Erdogan a bien des raisons de se méfier non seulement des Kurdes, mais surtout des USA, qui ont tenté un coup d'État contre lui en 2016, refusé d'extrader son cerveau Fethullah Gulen et pour finir, encouragé les Kurdes à monter un État indépendant au nord de la Syrie qui aurait constitué une épée de Damoclès pour la Turquie. Ce qui fait beaucoup, surtout contre un de leurs alliés de l'OTAN.

Le président turc Recep Erdogan a envoyé un avertissement à l’administration Trump vendredi en affirmant son intention d’ordonner un assaut contre la ville du nord de la Syrie Manbij, à quelques quarante kilomètres de la frontière turque et à cent kilomètres à l’est d’Afrine, où les forces américaines opèrent aux côtés de la milice kurde.

Il a dit, « L’opération Rameau d’olivier continuera jusqu’à ce qu’elle accomplisse sa mission. Nous débarrasserons Manbij des terroristes (lisez kurdes)… Nos combats continueront jusqu’à ce que plus aucun terroriste ne reste, de notre frontière avec la Syrie jusqu’à notre frontière (de 910 kms) avec l’Irak. »

Le fait est que, contrairement à Afrine qui est majoritairement kurde, la composition ethnique de Manbij est diverse, avec les Arabes, les Circassiens et les Tchétchènes formant une majorité. Un assaut turc sur Manbij exposerait la contradiction fondamentale de la stratégie des USA, qui se sont alignés avec les Kurdes dans la région multiethnique du nord de la Syrie jusqu’à l’est de l’Euphrate, où les Arabes prédominent et où les loyautés tribales restent fortes.

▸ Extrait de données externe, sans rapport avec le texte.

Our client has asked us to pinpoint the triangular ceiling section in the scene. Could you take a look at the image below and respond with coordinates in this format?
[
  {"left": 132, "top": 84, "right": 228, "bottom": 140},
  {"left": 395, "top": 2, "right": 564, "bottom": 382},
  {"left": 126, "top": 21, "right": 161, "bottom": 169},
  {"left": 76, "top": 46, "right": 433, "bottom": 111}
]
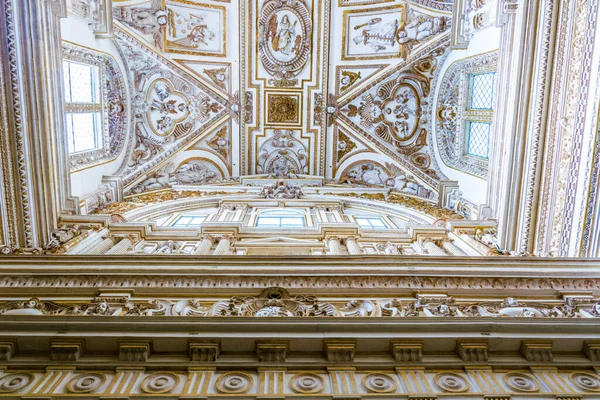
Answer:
[{"left": 115, "top": 24, "right": 230, "bottom": 194}]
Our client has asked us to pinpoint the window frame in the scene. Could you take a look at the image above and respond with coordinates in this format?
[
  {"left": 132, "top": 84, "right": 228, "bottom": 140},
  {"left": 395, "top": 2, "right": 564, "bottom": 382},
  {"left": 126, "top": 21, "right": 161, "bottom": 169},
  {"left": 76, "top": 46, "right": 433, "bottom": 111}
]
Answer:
[
  {"left": 167, "top": 214, "right": 208, "bottom": 228},
  {"left": 434, "top": 51, "right": 498, "bottom": 179},
  {"left": 253, "top": 209, "right": 308, "bottom": 229},
  {"left": 61, "top": 41, "right": 127, "bottom": 173},
  {"left": 63, "top": 59, "right": 104, "bottom": 155}
]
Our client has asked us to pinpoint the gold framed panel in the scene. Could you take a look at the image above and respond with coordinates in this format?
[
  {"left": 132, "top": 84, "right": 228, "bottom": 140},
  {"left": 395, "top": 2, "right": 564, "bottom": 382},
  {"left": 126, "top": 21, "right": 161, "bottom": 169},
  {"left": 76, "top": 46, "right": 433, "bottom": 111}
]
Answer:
[{"left": 342, "top": 4, "right": 406, "bottom": 61}]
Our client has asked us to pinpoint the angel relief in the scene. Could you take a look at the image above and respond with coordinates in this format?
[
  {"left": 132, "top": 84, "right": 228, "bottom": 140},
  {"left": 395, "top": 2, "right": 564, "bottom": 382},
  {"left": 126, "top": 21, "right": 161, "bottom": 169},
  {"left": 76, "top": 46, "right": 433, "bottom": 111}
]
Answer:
[
  {"left": 258, "top": 0, "right": 312, "bottom": 86},
  {"left": 267, "top": 12, "right": 302, "bottom": 61}
]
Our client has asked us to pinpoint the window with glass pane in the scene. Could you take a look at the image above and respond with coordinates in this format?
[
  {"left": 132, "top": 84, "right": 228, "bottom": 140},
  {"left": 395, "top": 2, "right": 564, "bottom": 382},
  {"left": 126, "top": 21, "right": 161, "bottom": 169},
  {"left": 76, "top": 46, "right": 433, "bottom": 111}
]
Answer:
[
  {"left": 354, "top": 217, "right": 388, "bottom": 229},
  {"left": 471, "top": 72, "right": 496, "bottom": 110},
  {"left": 171, "top": 215, "right": 206, "bottom": 228},
  {"left": 467, "top": 122, "right": 492, "bottom": 159},
  {"left": 63, "top": 60, "right": 102, "bottom": 153}
]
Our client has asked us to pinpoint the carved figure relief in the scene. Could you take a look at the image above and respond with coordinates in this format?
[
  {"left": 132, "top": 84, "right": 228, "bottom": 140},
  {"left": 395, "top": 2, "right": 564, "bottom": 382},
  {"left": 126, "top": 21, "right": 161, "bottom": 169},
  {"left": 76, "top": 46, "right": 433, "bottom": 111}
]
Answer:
[
  {"left": 258, "top": 0, "right": 312, "bottom": 86},
  {"left": 339, "top": 162, "right": 437, "bottom": 200},
  {"left": 342, "top": 5, "right": 405, "bottom": 60},
  {"left": 256, "top": 130, "right": 308, "bottom": 178},
  {"left": 166, "top": 0, "right": 227, "bottom": 56}
]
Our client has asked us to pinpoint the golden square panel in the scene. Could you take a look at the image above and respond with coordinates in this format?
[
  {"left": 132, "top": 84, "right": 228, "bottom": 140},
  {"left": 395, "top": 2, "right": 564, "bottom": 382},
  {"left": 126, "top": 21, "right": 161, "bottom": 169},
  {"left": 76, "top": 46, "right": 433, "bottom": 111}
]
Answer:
[
  {"left": 342, "top": 5, "right": 405, "bottom": 61},
  {"left": 265, "top": 91, "right": 302, "bottom": 126}
]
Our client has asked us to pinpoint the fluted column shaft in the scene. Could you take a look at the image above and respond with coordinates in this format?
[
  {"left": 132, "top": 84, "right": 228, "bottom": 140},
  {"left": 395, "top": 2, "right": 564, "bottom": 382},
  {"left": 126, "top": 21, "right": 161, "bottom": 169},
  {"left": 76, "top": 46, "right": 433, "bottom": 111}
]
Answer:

Les Kurdes considèrent cette région comme « historiquement kurde » en se fondant sur le Moyen Âge et Saladin, mais la réalité de terrain est qu’ils ne pourront jamais emporter l’adhésion d’une population arabe aussi importante. De sorte que reprendre du territoire aux Kurdes à Manbij ne sera pas difficile pour la Turquie. Les Américains sont sûrs d’être pris entre deux feux, puisque sans intervention des USA, les Kurdes seront désavantagés.

Une occupation d’Afrine n’est pas l’objectif des Turcs. Le but de la Turquie est de pulvériser le rêve du Rojava, une zone où les Kurdes souhaitent instaurer un Etat contigu à la Turquie, le long du nord de la Syrie jusqu’à la Méditerranée. Les pronostics « d’enlisement » des forces turques à Afrine sont exagérés. La Turquie sait qu’il est futile de tenter de conquérir Afrine, une région montagneuse peuplée de Kurdes hostiles.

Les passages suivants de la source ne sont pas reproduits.